Review: Maybe I just missed the boat on the whole Delany thing. The guy won back-to-back Nebulas in the late 60s, but everything I've read by him is just bizarre. I read Dhalgren, and that was pretty pornographic, but the book had a real message to it, which almost outweighed the graphic sex. Trouble on Triton though, ugh. They don't come worse than this. First of all, the book is completely lacking in plot. Second of all it has nothing enjoyable about it. To summarize: strange man tries to find love, but ends up hanging out with 74 year old homosexuals who don't wear clothes playing calculus games. I found the stuff that wasn't disgusting to be stupid, and what wasn't stupid was disgusting. Avoid this book at all costs.

Rating: 2 stars
Summary: An ambiguous review.
Review: Samuel Delaney's Trouble on Triton is a somewhat disturbing book from the mid-70's. The Solar System has been colonized, and the various and many moons are in a war with the two colonized planets, Earth and Mars.

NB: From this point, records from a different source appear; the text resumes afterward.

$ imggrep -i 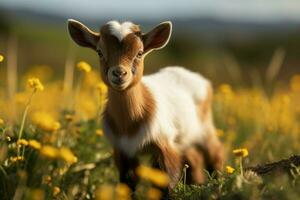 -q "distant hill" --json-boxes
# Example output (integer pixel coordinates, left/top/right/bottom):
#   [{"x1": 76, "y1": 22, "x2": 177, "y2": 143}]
[{"x1": 0, "y1": 8, "x2": 300, "y2": 40}]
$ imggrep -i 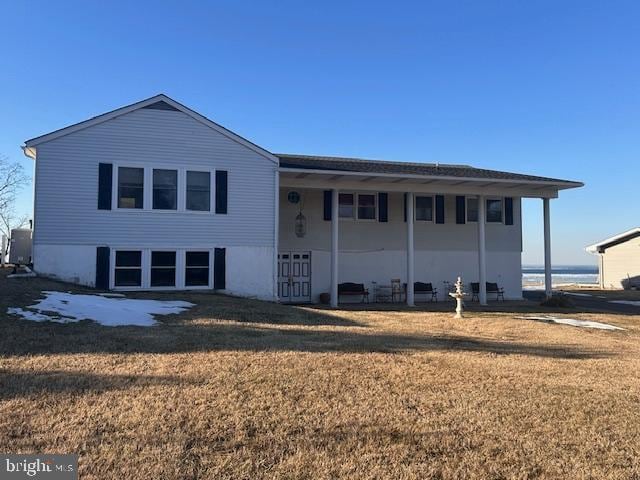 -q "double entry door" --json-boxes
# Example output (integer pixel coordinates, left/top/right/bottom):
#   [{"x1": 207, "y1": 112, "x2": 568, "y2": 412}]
[{"x1": 278, "y1": 252, "x2": 311, "y2": 303}]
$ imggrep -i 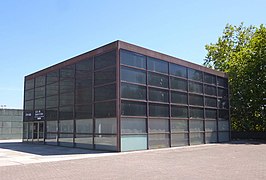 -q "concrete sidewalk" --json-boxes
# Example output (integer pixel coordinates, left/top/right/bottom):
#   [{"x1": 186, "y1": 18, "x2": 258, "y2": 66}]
[{"x1": 0, "y1": 141, "x2": 266, "y2": 180}]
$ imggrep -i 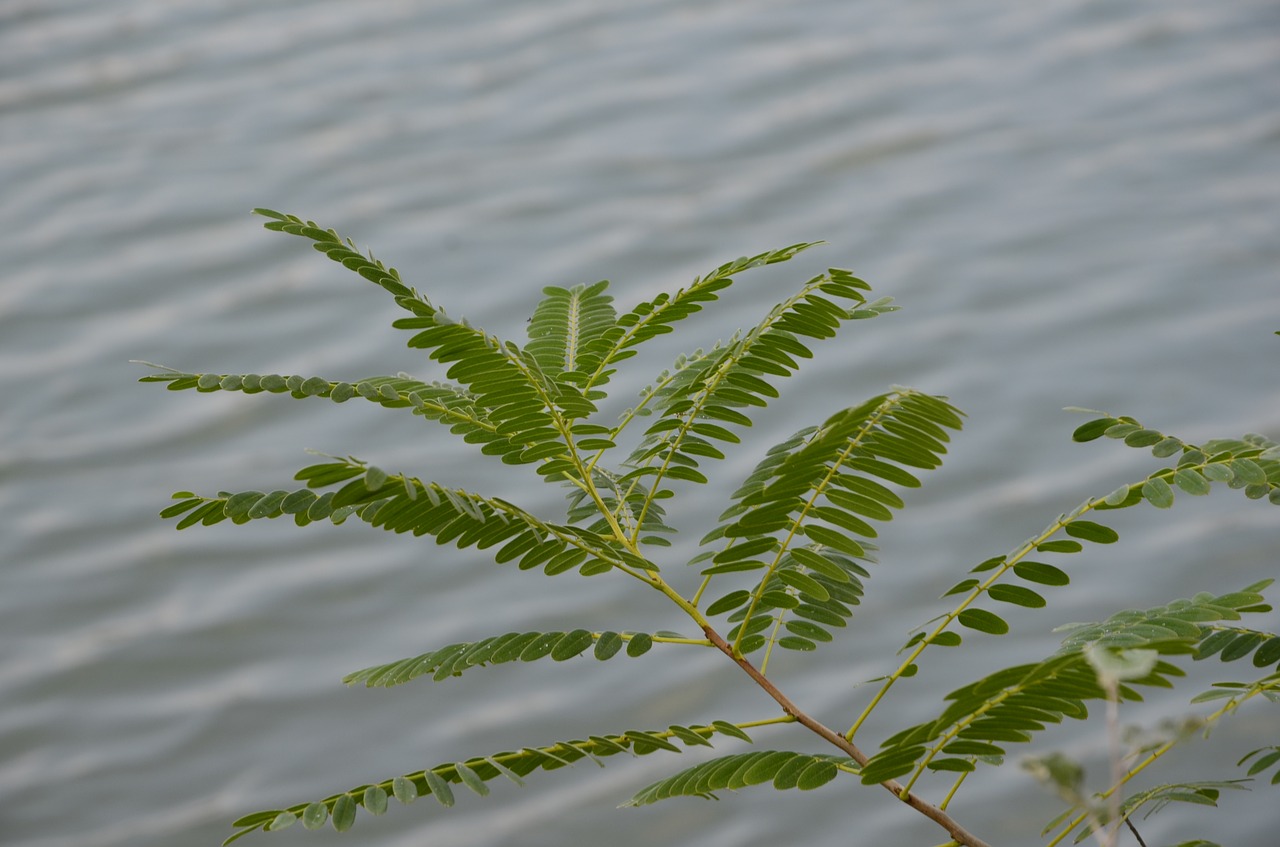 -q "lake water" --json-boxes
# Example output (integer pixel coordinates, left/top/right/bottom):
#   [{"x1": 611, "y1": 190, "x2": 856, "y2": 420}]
[{"x1": 0, "y1": 0, "x2": 1280, "y2": 847}]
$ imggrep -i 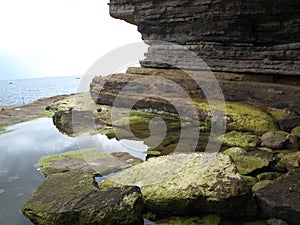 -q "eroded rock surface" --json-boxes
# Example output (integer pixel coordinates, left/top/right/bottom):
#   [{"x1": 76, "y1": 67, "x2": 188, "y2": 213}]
[
  {"x1": 110, "y1": 0, "x2": 300, "y2": 75},
  {"x1": 255, "y1": 169, "x2": 300, "y2": 225},
  {"x1": 23, "y1": 150, "x2": 143, "y2": 225},
  {"x1": 101, "y1": 153, "x2": 255, "y2": 217}
]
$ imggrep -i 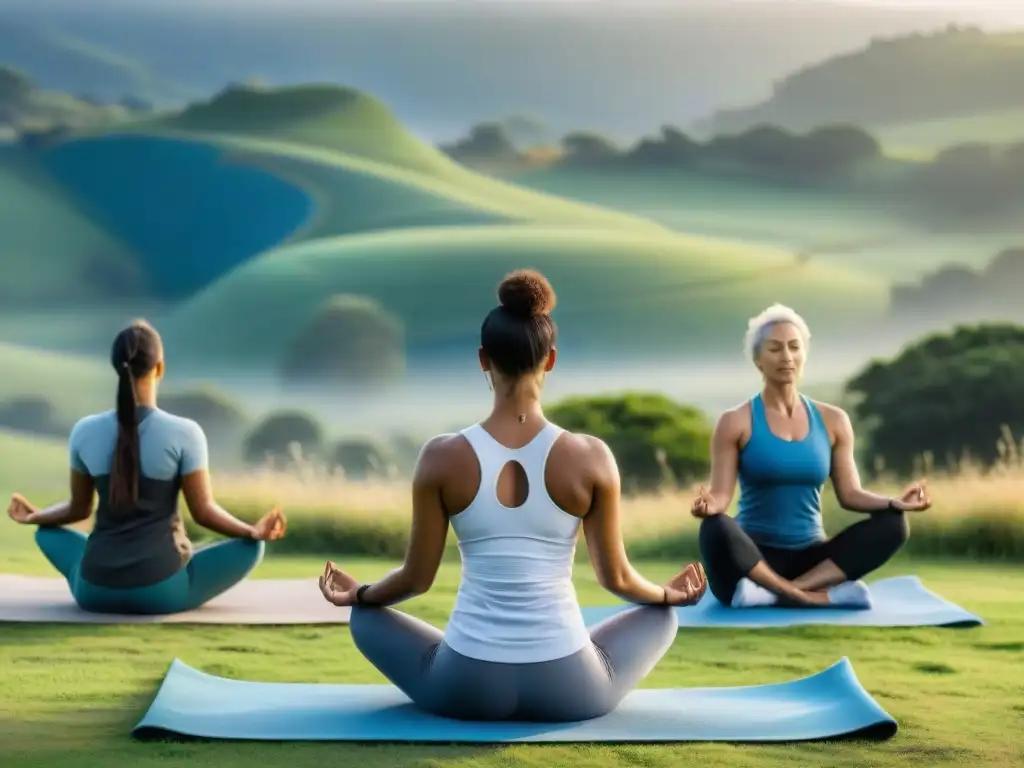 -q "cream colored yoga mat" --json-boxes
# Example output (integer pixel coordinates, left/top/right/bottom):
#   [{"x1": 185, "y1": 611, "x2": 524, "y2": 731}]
[{"x1": 0, "y1": 574, "x2": 349, "y2": 625}]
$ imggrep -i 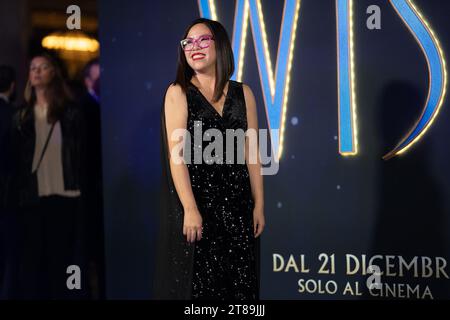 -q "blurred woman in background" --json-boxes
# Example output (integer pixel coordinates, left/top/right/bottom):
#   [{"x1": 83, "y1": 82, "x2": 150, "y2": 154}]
[{"x1": 12, "y1": 54, "x2": 86, "y2": 299}]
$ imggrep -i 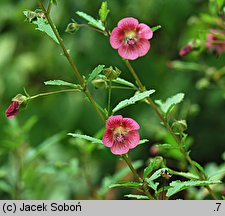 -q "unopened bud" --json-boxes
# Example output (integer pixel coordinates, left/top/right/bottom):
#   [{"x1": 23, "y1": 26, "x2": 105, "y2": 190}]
[
  {"x1": 12, "y1": 94, "x2": 28, "y2": 107},
  {"x1": 92, "y1": 78, "x2": 107, "y2": 89},
  {"x1": 103, "y1": 66, "x2": 121, "y2": 80},
  {"x1": 65, "y1": 21, "x2": 79, "y2": 33}
]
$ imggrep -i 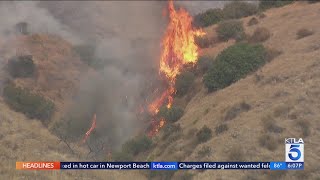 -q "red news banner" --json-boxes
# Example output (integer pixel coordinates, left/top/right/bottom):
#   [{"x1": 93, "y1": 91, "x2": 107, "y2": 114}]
[{"x1": 16, "y1": 162, "x2": 60, "y2": 170}]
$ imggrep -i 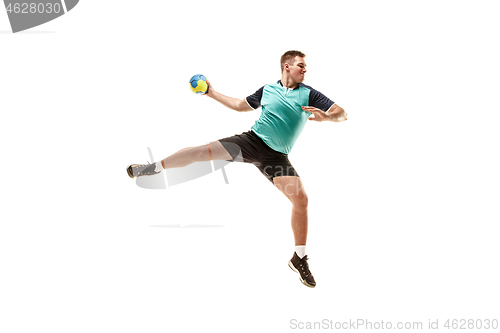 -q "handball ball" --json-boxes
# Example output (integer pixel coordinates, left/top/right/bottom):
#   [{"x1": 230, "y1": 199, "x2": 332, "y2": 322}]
[{"x1": 189, "y1": 74, "x2": 208, "y2": 94}]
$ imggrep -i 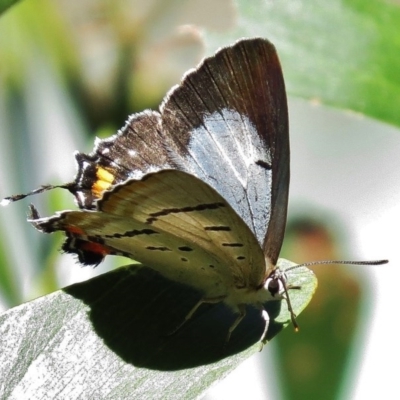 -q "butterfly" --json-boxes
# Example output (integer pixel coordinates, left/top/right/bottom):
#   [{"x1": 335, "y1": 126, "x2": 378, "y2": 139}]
[{"x1": 3, "y1": 38, "x2": 388, "y2": 342}]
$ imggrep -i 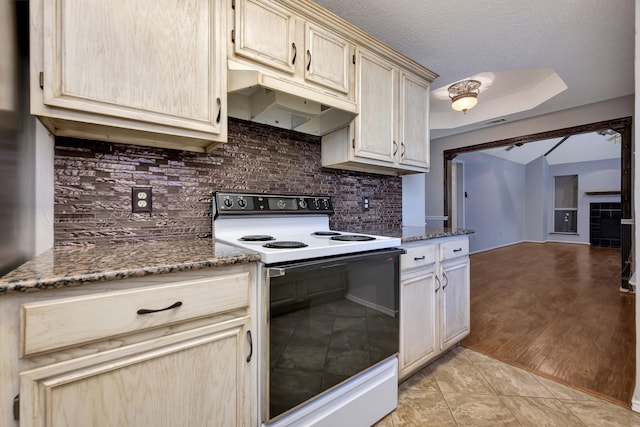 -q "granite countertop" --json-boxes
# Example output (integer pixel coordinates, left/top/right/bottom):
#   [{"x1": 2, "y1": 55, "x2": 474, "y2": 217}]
[
  {"x1": 402, "y1": 226, "x2": 475, "y2": 243},
  {"x1": 356, "y1": 226, "x2": 475, "y2": 244},
  {"x1": 0, "y1": 239, "x2": 260, "y2": 296},
  {"x1": 0, "y1": 227, "x2": 474, "y2": 296}
]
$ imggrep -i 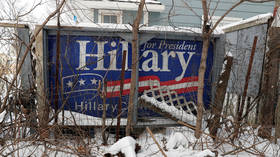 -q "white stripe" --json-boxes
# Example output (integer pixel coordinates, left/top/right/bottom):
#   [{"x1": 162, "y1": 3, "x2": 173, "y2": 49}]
[{"x1": 107, "y1": 80, "x2": 198, "y2": 92}]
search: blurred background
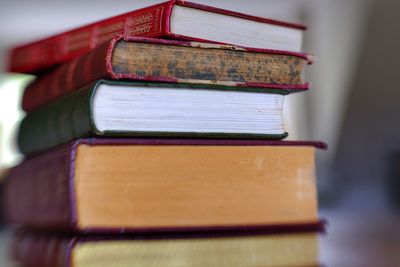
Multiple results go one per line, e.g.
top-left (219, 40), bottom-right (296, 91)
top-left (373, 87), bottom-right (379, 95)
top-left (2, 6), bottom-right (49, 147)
top-left (0, 0), bottom-right (400, 266)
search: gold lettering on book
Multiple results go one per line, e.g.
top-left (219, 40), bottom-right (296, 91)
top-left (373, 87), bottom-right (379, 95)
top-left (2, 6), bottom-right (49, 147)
top-left (125, 7), bottom-right (163, 36)
top-left (97, 21), bottom-right (124, 35)
top-left (132, 13), bottom-right (153, 26)
top-left (132, 23), bottom-right (152, 35)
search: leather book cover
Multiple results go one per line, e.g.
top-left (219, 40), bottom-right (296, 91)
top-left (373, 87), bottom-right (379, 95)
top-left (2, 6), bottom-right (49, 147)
top-left (17, 80), bottom-right (293, 155)
top-left (8, 0), bottom-right (305, 74)
top-left (10, 225), bottom-right (325, 267)
top-left (5, 138), bottom-right (326, 233)
top-left (22, 37), bottom-right (312, 111)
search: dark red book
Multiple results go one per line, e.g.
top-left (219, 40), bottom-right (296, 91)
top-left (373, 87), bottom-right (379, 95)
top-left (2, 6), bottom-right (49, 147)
top-left (11, 227), bottom-right (324, 267)
top-left (9, 1), bottom-right (305, 73)
top-left (22, 37), bottom-right (312, 111)
top-left (6, 138), bottom-right (325, 233)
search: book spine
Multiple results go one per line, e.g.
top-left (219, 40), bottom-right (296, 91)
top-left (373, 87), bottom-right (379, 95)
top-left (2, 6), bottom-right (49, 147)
top-left (11, 231), bottom-right (72, 267)
top-left (17, 84), bottom-right (96, 155)
top-left (5, 145), bottom-right (74, 231)
top-left (9, 1), bottom-right (174, 74)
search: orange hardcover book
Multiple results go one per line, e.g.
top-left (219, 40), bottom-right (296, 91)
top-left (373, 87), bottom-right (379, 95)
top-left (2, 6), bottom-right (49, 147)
top-left (6, 139), bottom-right (324, 233)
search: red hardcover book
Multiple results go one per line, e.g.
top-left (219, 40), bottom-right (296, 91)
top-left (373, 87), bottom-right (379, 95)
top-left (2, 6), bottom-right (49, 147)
top-left (22, 37), bottom-right (312, 111)
top-left (6, 138), bottom-right (325, 233)
top-left (11, 227), bottom-right (324, 267)
top-left (9, 1), bottom-right (305, 73)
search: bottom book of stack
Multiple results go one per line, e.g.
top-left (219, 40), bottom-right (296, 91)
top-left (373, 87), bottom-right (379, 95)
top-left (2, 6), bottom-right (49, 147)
top-left (12, 224), bottom-right (323, 267)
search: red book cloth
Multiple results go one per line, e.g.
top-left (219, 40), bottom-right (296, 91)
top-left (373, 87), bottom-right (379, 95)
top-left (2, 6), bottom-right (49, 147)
top-left (8, 0), bottom-right (305, 73)
top-left (22, 37), bottom-right (312, 111)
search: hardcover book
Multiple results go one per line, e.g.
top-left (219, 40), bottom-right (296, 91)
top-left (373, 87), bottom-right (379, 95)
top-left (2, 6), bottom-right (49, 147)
top-left (22, 38), bottom-right (311, 111)
top-left (9, 1), bottom-right (305, 73)
top-left (12, 227), bottom-right (320, 267)
top-left (18, 80), bottom-right (300, 154)
top-left (6, 138), bottom-right (324, 233)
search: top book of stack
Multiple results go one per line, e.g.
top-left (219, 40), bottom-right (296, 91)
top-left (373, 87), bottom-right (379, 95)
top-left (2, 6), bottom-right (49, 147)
top-left (8, 0), bottom-right (305, 74)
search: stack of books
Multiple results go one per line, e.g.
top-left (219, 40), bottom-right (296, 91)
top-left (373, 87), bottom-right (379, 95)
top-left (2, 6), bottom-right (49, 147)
top-left (6, 1), bottom-right (325, 267)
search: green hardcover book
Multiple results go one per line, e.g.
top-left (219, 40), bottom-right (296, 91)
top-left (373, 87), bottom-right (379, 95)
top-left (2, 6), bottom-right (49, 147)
top-left (18, 80), bottom-right (289, 155)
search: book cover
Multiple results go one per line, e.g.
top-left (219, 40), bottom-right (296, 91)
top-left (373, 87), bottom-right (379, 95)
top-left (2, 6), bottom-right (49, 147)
top-left (12, 227), bottom-right (324, 267)
top-left (9, 1), bottom-right (305, 73)
top-left (6, 138), bottom-right (325, 233)
top-left (22, 37), bottom-right (312, 111)
top-left (17, 80), bottom-right (302, 155)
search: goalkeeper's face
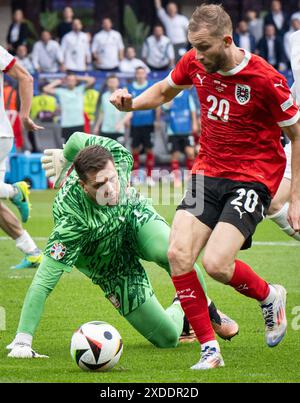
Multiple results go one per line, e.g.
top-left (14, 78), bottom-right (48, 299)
top-left (80, 160), bottom-right (120, 206)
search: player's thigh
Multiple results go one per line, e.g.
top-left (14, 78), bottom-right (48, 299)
top-left (168, 210), bottom-right (212, 275)
top-left (268, 177), bottom-right (291, 215)
top-left (202, 222), bottom-right (245, 282)
top-left (125, 295), bottom-right (178, 348)
top-left (136, 216), bottom-right (170, 272)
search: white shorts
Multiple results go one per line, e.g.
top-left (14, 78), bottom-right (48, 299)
top-left (0, 137), bottom-right (14, 182)
top-left (283, 142), bottom-right (292, 180)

In Delaney's heterotopia, anyone can find their pleasure by outwardly declaring their sexual preference (or lack thereof), by having said preference adjusted for them, and by switching genders at will. Hunger, homelessness, and lack of anything are pretty much eliminated.

In this strange paradise, we meet Bron, a cringingly un-self-aware man who is completely unable to be happy. The book chronicles his wanderings and his pursuit of the object of his alleged love, a performance artist named The Spike.

Interesting, well-written, yet also somehow forgettable, I don't think I'd recommend this one unless you're really bored.